Come succede con ogni film sull’Olocausto, Il Figlio di Saul verrà criticato per il fatto che il cinema è un media troppo leggero per raccontare un male così profondo. Ma non c’è niente di legger in questo capolavoro ungherese del regista esordiente László Nemes. Non solo è una testimonianza degli orrori, te li fa sentire nelle ossa.
Nemes tiene la sua camera fissa su Saul Auslander (Géza Röhrig), un prigioniero ebreo ad Auschwitz. Saul riesce a scampare temporaneamente ai forni lavorando per la Sonderkommando, una sezione di ebrei obbligati ad aiutare a uccidere altri ebrei e dell’eliminazione dei corpi. Vediamo solo quello che vede Saul, gli atti più atroci sono sfocati in secondo piano, ma è tutto ancora più terrificante per questo.

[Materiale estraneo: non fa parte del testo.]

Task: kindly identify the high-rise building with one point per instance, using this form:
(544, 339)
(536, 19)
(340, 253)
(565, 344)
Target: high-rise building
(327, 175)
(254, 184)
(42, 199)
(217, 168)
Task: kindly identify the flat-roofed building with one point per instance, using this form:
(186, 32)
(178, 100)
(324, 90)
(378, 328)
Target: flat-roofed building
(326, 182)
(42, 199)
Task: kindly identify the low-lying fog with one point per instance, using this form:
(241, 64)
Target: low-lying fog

La tensione cresce quando Saul trova il corpo di un ragazzo che è sopravvissuto ai gas. Quando il ragazzo muore, Saul prova a fare l’impossibile per dargli una sepoltura ebraica. Il ragazzo è il figlio di Saul? O è simbolo di una perdita più grande?
Tutto quello che vi serve sapere è negli occhi spettrali di Röhrig, la cui performance cruda e affascinante è superlativa. Nemes affronta di petto un argomento di enorme complessità.
Il risultato è, semplicemente, un grande film.